Now let’s turn to a second reason to revisit voice.
As our 50 Crucial Content Facts show, there is no shortage of content to consume across all kinds of channels. And your content competition is not necessarily the same as your business or organizational competition. Your thought leadership, for example, might vie with online magazines for attention.
Adding to the noise is the tsunami of dangerous misinformation like deep fakes, scams, and conspiracies about the pandemic, politics, and much more. Chances are misinformation will get worse before it gets better, leaving your customers with a constant need to verify whether content is trustworthy.
One way to both stand out from the crowd and give your customers or audiences confidence is to imbue your content with a unique and clear voice. When your voice identity is as distinct as your visual identity, your customers can quickly recognize that you’re different.
TurboTax, for example, realized a few years ago that their language wasn’t that far removed from the IRS. So when they shifted TurboTax from desktop software to web-based software, they also shifted the voice. Kurt Walecki, an Intuit executive at the time, explained it this way to Fast Company.
“We looked ourselves hard in the face between 2013 and 2014 and said, ‘Man, we’re like one step away from the IRS.’ Our language was very credible, but it was very tax-y and we thought this is not easy for anyone to understand deductions and credits and schedule fees.”
Taking time to reconsider their voice paid off for TurboTax. Not only did they help customers make the shift to web-based software, but they also increased their market share.
Let’s turn to a related reason to take a close look at voice now.
The mayhem of misinformation makes trust of content more important than ever. As the TurboTax example suggests, a common misconception is that credible language means formal language. In reality, when you use a distinct voice consistently over time, you build trust with your customers or audiences. The credibility comes from consistency, not through formality.
Events leading to the surge of movements like Black Lives Matter in 2020 have brought another element of trust to the forefront: Inclusive language. Many consumers are entering 2021 with high expectations for brands to fulfill promises they made in 2020 about diversity and inclusion. If your organization hasn’t issued clear guidance on using language appropriately to foster inclusion, your organization is at risk of marginalizing important customers, audiences, or users. And your organization might even be at risk of legal action.
Now let’s look at one more reason to revisit voice.
I’ve mentioned a number of content challenges in this article. That might not be what you want to hear, but there is good news. Technology is more capable now to help us overcome many content challenges, including applying voice consistently.
For example, AI-powered writing assistants such as Acrolinx and Writer can help keep your voice consistent. “Content marketing specialists use AI writing assistants to make sure their writing is engaging and written in a consistent brand voice across platforms, including websites, blogs, and social media,” says Amy Cuevas Schroeder, director of content at the AI writing assistant technology company Writer.
The key to taking advantage of such technology is to define your voice clearly. You might do it as part of a design system, a content playbook, a collection of playbooks in a center of content excellence, or some other form.
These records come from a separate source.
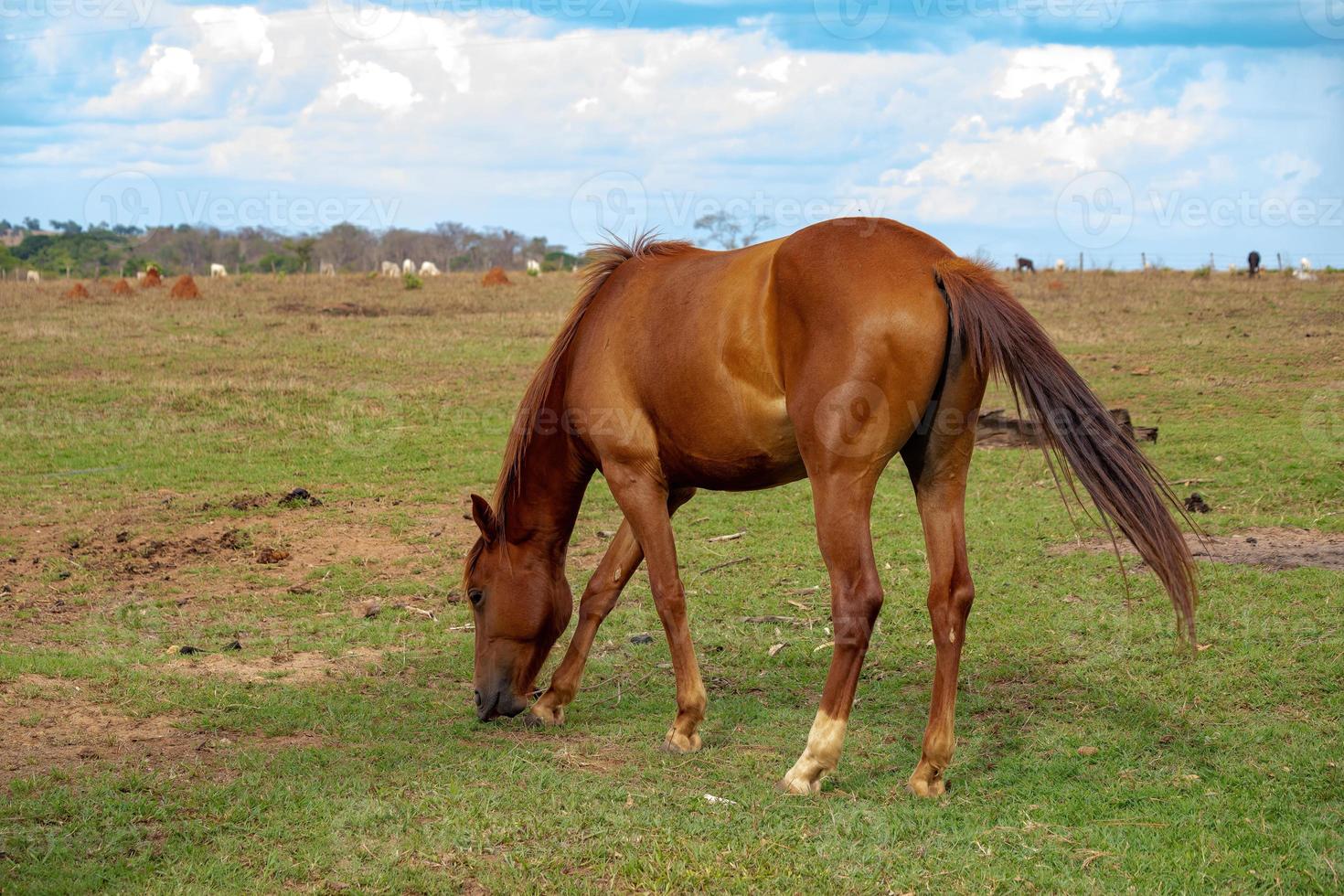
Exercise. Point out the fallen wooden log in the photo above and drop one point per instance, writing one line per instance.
(995, 429)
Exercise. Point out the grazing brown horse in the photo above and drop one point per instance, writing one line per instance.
(821, 355)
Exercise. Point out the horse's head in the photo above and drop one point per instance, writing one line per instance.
(522, 603)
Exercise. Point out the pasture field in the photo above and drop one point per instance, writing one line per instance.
(145, 449)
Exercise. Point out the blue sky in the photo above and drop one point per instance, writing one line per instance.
(1120, 129)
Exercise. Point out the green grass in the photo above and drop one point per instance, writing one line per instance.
(149, 418)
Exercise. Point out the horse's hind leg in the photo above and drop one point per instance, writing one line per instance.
(841, 497)
(620, 561)
(938, 464)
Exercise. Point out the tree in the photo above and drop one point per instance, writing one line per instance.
(346, 246)
(728, 231)
(303, 251)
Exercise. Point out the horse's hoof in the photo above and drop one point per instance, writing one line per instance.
(677, 741)
(926, 787)
(798, 786)
(545, 716)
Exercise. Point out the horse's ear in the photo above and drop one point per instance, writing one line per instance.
(485, 518)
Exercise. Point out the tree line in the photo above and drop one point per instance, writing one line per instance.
(102, 251)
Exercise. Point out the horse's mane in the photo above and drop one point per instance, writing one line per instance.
(603, 262)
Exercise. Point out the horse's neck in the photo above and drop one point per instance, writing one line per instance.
(542, 506)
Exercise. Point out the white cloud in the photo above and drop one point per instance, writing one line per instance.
(235, 32)
(374, 85)
(509, 114)
(1081, 70)
(165, 78)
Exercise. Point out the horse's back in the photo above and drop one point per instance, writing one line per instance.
(703, 359)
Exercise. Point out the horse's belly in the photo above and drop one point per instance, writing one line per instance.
(732, 449)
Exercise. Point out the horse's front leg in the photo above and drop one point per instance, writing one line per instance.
(645, 500)
(615, 569)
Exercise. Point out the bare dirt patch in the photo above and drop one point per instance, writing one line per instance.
(292, 669)
(53, 572)
(1273, 549)
(51, 723)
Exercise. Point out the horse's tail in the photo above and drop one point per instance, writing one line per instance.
(1000, 337)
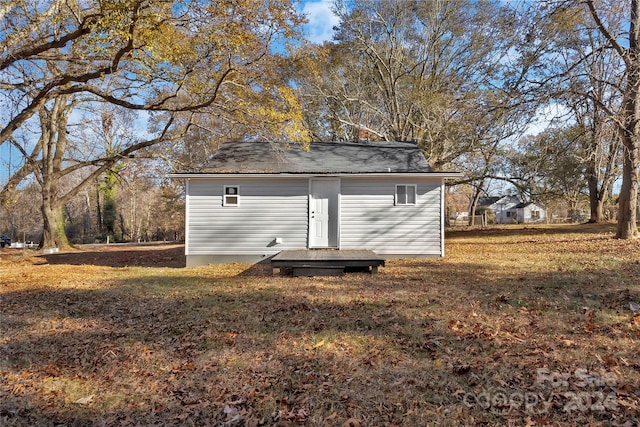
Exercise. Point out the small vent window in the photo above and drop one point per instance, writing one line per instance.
(231, 195)
(405, 194)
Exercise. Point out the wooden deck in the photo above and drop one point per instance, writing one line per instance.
(326, 262)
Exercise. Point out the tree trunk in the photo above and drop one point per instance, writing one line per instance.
(629, 132)
(627, 204)
(53, 235)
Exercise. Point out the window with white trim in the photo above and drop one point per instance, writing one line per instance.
(405, 194)
(231, 196)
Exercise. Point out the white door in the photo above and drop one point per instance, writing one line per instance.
(323, 213)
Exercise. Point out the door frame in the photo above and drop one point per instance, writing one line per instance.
(335, 212)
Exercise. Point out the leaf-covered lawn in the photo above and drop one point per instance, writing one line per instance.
(515, 326)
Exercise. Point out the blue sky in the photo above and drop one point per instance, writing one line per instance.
(321, 20)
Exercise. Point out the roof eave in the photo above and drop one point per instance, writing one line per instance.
(310, 175)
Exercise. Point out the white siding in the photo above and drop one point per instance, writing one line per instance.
(268, 208)
(369, 219)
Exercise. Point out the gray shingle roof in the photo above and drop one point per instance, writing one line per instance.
(322, 158)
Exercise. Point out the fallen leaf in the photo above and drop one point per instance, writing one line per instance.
(85, 400)
(352, 422)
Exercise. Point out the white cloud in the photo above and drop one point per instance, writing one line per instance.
(321, 20)
(549, 115)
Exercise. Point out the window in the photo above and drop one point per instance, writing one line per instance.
(405, 194)
(231, 195)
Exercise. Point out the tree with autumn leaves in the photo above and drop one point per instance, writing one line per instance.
(178, 61)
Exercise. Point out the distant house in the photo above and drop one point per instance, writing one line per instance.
(501, 206)
(509, 210)
(254, 200)
(530, 213)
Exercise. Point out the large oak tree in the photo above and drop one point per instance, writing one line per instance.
(170, 57)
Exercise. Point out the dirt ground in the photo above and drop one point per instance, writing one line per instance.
(113, 255)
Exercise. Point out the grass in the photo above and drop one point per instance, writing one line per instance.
(515, 326)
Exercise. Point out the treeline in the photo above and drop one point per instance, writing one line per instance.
(89, 88)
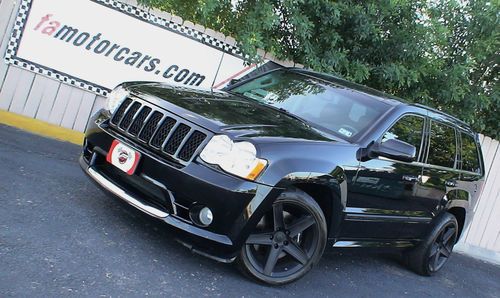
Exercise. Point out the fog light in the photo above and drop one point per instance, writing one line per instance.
(200, 215)
(205, 216)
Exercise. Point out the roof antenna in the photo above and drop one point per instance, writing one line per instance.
(217, 73)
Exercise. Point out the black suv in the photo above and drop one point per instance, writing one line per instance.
(274, 169)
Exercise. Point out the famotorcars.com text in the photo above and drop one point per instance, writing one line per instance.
(101, 46)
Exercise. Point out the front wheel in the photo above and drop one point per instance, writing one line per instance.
(287, 242)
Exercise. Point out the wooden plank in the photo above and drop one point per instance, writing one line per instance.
(35, 96)
(74, 101)
(23, 88)
(62, 98)
(51, 88)
(84, 112)
(9, 87)
(485, 205)
(492, 230)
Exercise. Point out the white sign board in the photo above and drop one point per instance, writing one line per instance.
(94, 43)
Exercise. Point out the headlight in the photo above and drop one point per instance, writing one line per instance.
(115, 98)
(239, 158)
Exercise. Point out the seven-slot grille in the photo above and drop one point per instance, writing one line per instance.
(160, 130)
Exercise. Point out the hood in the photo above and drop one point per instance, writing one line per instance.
(223, 112)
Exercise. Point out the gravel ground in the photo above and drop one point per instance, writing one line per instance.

The exact form doesn’t matter as much as defining your voice in detail so that technology can help execute it.
So, if your company hasn’t thought much about voice lately, think again. Consider whether voice is helping or hindering your identity and credibility in today’s business landscape. And explore how technology can apply the right voice at a new scale.
“If your company defined voice long ago, or never really did define it, chances are it doesn’t match who you are today.”